The Boston Girl
by Anita Diamant
Synopsis:
An unforgettable coming-of-age novel about family ties and values, friendship and feminism told through the eyes of a young Jewish woman growing up in Boston in the early twentieth century.
Addie Baum is The Boston Girl, born in 1900 to immigrant parents who were unprepared for and suspicious of America and its effect on their three daughters. Growing up in the North End, then a teeming multicultural neighborhood, Addie's intelligence and curiosity take her to a world her parents can't imagine - a world of short skirts, movies, celebrity culture and new opportunities for women. Addie wants to finish high school and dreams of going to college. She wants a career and to find true love.
Eighty-five-year-old Addie tells the story of her life to her twenty-two-year-old granddaughter, who has asked her "How did you get to be the woman you are today?" She begins in 1915, the year she found her voice and made friends who would help shape the course of her life. From the one-room tenement apartment she shared with her parents and two sisters, to the library group for girls she joins at a neighborhood settlement house, to her first, disastrous love affair, Addie recalls her adventures with compassion for the naïve girl she was and a wicked sense of humor.
Written with the same attention to historical detail and emotional resonance that made Anita Diamant's previous novels bestsellers, The Boston Girl is a moving portrait of one woman’s complicated life in twentieth-century America, and a fascinating look at a generation of women finding their places in a changing world.
My Review:
I am on such a roll with fabulous historical fiction books this month. I have yet to read one that has disappointed me. The Boston Girl is no exception.

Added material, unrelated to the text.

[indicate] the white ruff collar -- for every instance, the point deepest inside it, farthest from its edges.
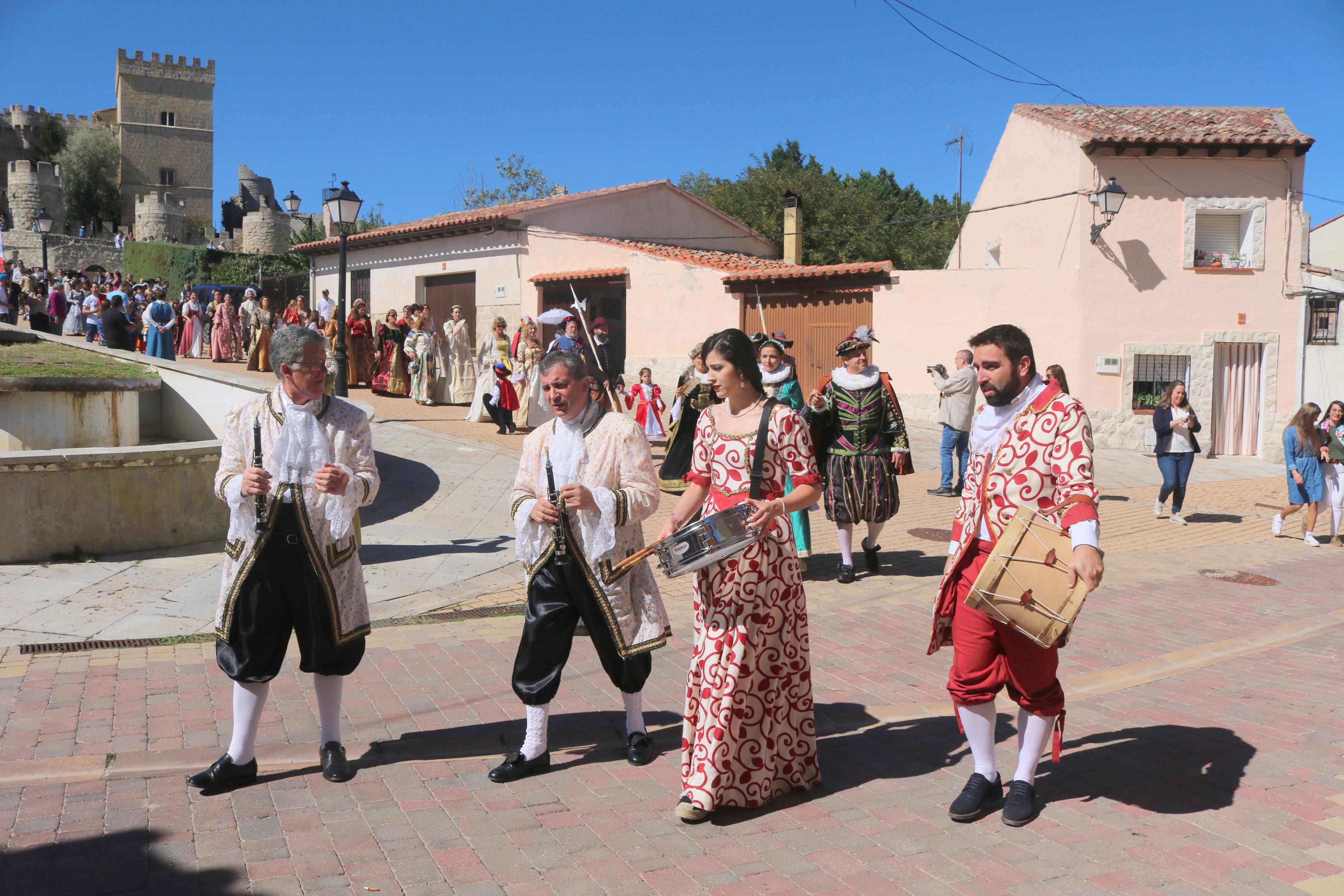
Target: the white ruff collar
(845, 379)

To put it plainly it is simply a beautiful story about the life of an Russian-American Jewish girl growing up at the beginning of the 20th century in Boston. The story is told by the Boston girl herself - Addie Baum. She is now 85 years old (in 1985) and she is telling her grand daughter Eva the story of how she became the woman she is today. We learn about the challenges of not only being a Jewish girl in the North East during a time of immigration to the U.S. from places like Russia and Europe but we also learn what it was like to simply be a girl in that time. The expectations to be married and to be seen but not heard. This posed to be a challenge for Addie as she was smart and she was inquisitive.
The overall feeling I got from her story and from her as a character is that she absolutely loved life. It made me think about how important it is to listen to the stories of those who came before us. I know that growing up, I loved hearing my grandmother's stories and if my parents were living, I would want them to share their story with my kids. You can have all of the technology and science in the world and that is a good thing, but without those stories being passed down we as humans don't know who we are and why we are here. I loved the simplicity of Addie's story not just for its basic beauty and truth but because of its relevance and importance to every woman that came after her. I can't say enough about Anita Diamant's The Boston Girl. Throughout the book and through to the end I had a big smile on my face and that is something not every book can do.